Stromatias Evangelos, Soto Miguel, Serrano-Gotarredona Teresa, Linares-Barranco Bernabé
Instituto de Microelectrónica de Sevilla (CNM), Consejo Superior de Investigaciones Científicas (CSIC), Universidad de SevillaSevilla, Spain.
Front Neurosci. 2017 Jun 28;11:350. doi: 10.3389/fnins.2017.00350. eCollection 2017.

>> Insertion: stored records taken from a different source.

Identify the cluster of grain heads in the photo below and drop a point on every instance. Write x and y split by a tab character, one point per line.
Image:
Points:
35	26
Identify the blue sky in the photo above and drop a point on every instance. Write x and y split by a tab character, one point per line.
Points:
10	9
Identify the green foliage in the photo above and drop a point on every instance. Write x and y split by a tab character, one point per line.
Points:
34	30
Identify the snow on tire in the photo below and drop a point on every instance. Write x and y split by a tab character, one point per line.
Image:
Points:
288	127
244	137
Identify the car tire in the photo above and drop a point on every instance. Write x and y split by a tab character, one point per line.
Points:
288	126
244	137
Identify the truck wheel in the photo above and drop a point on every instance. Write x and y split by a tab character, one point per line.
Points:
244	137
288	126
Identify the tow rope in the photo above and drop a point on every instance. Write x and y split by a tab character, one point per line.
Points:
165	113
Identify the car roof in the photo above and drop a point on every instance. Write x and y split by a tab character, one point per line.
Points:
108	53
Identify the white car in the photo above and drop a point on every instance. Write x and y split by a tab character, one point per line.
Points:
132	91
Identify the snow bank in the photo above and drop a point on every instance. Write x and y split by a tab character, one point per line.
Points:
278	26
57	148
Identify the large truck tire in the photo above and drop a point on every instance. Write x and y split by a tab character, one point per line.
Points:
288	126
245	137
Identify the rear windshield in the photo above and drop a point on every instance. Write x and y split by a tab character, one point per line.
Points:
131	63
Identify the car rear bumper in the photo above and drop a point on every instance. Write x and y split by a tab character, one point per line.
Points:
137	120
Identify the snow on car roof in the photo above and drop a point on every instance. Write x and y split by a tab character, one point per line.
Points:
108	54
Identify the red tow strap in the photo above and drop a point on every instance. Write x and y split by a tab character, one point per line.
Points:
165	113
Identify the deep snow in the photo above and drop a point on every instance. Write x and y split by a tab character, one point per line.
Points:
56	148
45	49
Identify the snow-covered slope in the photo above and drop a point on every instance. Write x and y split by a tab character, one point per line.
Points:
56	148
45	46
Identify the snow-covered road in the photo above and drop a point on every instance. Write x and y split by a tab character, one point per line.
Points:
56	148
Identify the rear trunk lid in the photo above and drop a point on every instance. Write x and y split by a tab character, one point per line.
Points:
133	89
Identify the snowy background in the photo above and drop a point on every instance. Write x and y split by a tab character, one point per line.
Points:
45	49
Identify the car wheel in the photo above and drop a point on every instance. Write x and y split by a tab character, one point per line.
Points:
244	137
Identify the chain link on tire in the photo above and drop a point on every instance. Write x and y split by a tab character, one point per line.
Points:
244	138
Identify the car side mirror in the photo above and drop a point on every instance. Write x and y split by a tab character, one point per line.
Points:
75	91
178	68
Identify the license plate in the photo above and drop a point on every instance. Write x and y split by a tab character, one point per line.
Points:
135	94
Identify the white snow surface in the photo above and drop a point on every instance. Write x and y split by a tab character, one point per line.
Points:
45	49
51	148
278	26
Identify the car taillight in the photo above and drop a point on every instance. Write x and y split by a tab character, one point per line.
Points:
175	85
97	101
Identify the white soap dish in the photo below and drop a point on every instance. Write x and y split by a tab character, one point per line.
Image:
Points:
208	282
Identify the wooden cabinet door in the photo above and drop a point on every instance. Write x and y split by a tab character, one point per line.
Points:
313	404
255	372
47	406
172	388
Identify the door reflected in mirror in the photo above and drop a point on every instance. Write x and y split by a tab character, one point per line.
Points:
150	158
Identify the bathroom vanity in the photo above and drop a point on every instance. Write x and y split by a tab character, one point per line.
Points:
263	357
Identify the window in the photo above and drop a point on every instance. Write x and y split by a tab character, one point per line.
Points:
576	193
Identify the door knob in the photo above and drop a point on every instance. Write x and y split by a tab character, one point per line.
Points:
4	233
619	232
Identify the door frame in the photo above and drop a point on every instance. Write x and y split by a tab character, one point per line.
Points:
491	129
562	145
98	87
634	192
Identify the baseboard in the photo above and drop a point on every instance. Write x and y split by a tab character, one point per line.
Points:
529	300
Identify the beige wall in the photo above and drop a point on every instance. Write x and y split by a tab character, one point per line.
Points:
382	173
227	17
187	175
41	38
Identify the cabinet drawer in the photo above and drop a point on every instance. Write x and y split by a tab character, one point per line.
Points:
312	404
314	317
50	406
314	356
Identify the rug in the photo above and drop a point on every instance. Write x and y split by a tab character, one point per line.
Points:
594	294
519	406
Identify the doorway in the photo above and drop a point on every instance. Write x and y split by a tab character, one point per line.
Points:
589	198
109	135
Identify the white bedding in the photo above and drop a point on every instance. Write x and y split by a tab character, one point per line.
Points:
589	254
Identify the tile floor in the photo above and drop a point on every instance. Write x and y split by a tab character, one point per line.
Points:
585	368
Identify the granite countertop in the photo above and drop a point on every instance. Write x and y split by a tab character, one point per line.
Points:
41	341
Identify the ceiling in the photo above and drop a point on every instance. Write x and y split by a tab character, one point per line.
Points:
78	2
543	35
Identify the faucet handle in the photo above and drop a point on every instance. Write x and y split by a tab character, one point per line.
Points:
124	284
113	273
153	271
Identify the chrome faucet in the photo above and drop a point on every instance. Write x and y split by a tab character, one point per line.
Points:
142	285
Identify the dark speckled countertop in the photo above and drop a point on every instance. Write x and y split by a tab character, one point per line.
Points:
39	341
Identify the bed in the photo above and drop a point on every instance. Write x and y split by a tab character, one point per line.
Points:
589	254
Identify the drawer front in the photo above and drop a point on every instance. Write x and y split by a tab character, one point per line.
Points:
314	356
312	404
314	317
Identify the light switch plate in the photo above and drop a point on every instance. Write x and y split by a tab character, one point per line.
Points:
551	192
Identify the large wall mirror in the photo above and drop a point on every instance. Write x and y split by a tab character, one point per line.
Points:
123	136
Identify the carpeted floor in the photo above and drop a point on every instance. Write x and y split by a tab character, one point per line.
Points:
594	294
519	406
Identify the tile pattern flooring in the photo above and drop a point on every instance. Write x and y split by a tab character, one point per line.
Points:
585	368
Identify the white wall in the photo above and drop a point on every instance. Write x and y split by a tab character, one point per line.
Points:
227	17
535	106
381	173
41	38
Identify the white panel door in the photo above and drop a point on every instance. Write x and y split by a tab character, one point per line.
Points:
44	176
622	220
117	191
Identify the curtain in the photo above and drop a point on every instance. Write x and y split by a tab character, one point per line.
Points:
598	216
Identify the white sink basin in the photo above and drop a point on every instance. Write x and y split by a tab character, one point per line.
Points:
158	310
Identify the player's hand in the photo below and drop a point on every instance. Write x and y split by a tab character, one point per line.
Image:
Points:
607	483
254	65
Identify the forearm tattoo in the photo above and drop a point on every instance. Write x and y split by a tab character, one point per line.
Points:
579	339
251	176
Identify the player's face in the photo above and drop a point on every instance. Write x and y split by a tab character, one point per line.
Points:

This paper introduces a novel methodology for training an event-driven classifier within a Spiking Neural Network (SNN) System capable of yielding good classification results when using both synthetic input data and real data captured from Dynamic Vision Sensor (DVS) chips. The proposed supervised method uses the spiking activity provided by an arbitrary topology of prior SNN layers to build histograms and train the classifier in the frame domain using the stochastic gradient descent algorithm. In addition, this approach can cope with leaky integrate-and-fire neuron models within the SNN, a desirable feature for real-world SNN applications, where neural activation must fade away after some time in the absence of inputs. Consequently, this way of building histograms captures the dynamics of spikes immediately before the classifier. We tested our method on the MNIST data set using different synthetic encodings and real DVS sensory data sets such as N-MNIST, MNIST-DVS, and Poker-DVS using the same network topology and feature maps. We demonstrate the effectiveness of our approach by achieving the highest classification accuracy reported on the N-MNIST (97.77%) and Poker-DVS (100%) real DVS data sets to date with a spiking convolutional network. Moreover, by using the proposed method we were able to retrain the output layer of a previously reported spiking neural network and increase its performance by 2%, suggesting that the proposed classifier can be used as the output layer in works where features are extracted using unsupervised spike-based learning methods. In addition, we also analyze SNN performance figures such as total event activity and network latencies, which are relevant for eventual hardware implementations. In summary, the paper aggregates unsupervised-trained SNNs with a supervised-trained SNN classifier, combining and applying them to heterogeneous sets of benchmarks, both synthetic and from real DVS chips.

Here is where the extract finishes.